Shawnee Mission schools projected to see additional $9.8 million in general fund revenue under new K-12 bill

Superintendent Mike Fulton noted that the increased funding comes on “the heels of a long period of inadequate funding.” File photo.

Gov. Laura Kelly’s signing of the K-12 finance bill that will inject an additional $90 million in annual funding to Kansas public schools starting next school year is expected to result in the Shawnee Mission School District receiving $9.8 million in new general fund revenue.

But making amends for nearly a decade of unconstitutional funding levels will take time, district administrators said Monday.

Heather Ousley first got involved in public school advocacy as a result of declining state support for K-12 schools. File photo.

In comments to the Board of Education at their meeting last night, Superintendent Mike Fulton thanked the legislature and governor for their passage of SB16, which will be reviewed by the Kansas Supreme Court in the coming weeks as part of long-running Gannon case regarding the constitutionality of public school funding in the state.

If the Supreme Court determines that the new bill passes muster, as most public education advocates believe is likely, Kansas schools will be funded at constitutional levels next year for the first time since 2010.

Board member Heather Ousley, who first became involved in public school funding advocacy several years ago over concerns about cuts to school budgets, said Monday that she was savoring the passage of the bill — but that it was important not to overlook the impact the years of underfunding have had on the school system.
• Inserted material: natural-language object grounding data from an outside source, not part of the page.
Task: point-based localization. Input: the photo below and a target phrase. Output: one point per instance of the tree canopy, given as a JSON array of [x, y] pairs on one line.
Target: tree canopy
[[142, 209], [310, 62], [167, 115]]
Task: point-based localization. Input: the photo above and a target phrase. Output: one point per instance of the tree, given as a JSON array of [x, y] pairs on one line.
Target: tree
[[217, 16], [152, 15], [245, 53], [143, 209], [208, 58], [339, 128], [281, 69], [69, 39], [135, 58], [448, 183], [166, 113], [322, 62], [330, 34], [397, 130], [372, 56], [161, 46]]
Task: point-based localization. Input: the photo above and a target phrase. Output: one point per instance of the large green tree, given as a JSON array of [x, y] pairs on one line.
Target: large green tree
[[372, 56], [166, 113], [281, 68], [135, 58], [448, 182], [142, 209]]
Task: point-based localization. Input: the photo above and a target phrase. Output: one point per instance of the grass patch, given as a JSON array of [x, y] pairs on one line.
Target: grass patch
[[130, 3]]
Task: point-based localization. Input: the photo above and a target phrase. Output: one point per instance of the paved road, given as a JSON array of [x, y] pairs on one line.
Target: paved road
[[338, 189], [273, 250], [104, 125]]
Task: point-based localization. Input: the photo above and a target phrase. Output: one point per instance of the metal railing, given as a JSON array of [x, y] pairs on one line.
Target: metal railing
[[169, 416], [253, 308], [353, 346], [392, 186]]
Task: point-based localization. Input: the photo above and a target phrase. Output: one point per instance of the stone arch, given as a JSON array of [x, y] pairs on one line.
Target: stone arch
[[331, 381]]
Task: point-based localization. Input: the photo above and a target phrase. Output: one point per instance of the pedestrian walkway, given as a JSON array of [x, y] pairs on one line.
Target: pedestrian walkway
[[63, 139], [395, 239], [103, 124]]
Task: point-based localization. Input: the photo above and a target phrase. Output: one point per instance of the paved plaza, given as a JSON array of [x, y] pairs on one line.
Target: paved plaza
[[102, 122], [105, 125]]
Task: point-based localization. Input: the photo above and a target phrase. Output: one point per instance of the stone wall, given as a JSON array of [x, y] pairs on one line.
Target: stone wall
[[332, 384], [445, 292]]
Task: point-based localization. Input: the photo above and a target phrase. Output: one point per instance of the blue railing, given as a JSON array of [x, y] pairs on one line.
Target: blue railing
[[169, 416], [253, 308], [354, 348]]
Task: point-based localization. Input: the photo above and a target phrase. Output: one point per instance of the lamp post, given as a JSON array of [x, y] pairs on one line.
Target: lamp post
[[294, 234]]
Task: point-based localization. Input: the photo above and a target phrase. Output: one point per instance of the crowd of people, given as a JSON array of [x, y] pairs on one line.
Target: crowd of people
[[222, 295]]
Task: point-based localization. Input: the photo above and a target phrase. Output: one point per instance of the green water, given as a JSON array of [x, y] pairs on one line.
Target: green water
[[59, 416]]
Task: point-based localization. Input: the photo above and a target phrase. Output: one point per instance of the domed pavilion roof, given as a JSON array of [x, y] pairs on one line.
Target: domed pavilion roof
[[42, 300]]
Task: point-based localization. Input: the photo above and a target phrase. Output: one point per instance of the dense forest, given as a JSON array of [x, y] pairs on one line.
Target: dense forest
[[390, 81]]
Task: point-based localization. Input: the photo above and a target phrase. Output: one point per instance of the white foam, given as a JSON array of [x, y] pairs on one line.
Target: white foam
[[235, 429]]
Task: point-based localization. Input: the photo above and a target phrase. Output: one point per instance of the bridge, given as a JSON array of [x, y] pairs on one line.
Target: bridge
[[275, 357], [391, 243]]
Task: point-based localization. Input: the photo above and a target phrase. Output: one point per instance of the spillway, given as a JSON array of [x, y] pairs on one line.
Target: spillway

“I know there’s a significant amount of relief from a lot of folks because it looks like this may be the first year…since 2010 that we’ll have a constitutional level of funding,” Ousley said. “When you have that sort of critical neglect of a system, no matter how excellent it is, you’re going to feel the weight of that, and there will be consequences from it. So I think it’s really a phenomenal moment to think about.”

Ousley noted that students who started attending public schools in 2010 have never attended class in a constitutionally funded system. Students who started kindergarten in 2010 are in eighth grade this year.

Fulton said that, while the district welcomed the significant new funding it will receive next year, it is currently working through a number of budget challenges that won’t be fixed overnight.

The district this year has had to find ways to fill the hole left by a reduction of $1.1 million in funding it receives through the federal Title I program, and is facing increased overhead costs related to health insurance, utilities, transportation and supplies that will total millions of dollars. Some of the new funding the district will be receiving will be allocated to patching holes left by increasing costs and previous shortfalls.

“Next year, the funding increase that we see, that we’re going to realize, comes on the heels of a long period of inadequate funding,” Fulton said. “Not just in Shawnee Mission, but really across the state of Kansas.”

This year’s general fund budget for Shawnee Mission is $235,032,095. The $9.8 million in expected new funding next year would represent an annual general fund revenue increase of about 4.2 percent. Money in the general fund can be used unrestricted for the following purposes:

  • Salary and benefits (which make up 83% of general fund spending in the current school year budget).
  • Student transportation (which makes up 6%)
  • Supplies and services (which make up 6%)
  • Utilities (which make up 4%)

Fulton said the administration would present more details about financial planning for the 2019-2020 school year at its April 22 meeting.

Every member of the Shawnee Mission area delegation to the House except for Rep. Charlotte Esau voted in favor of the bill signed by Kelly. In the Senate, the bill was supported by every member of the Shawnee Mission area delegation except for Sen. Mary Pilcher-Cook.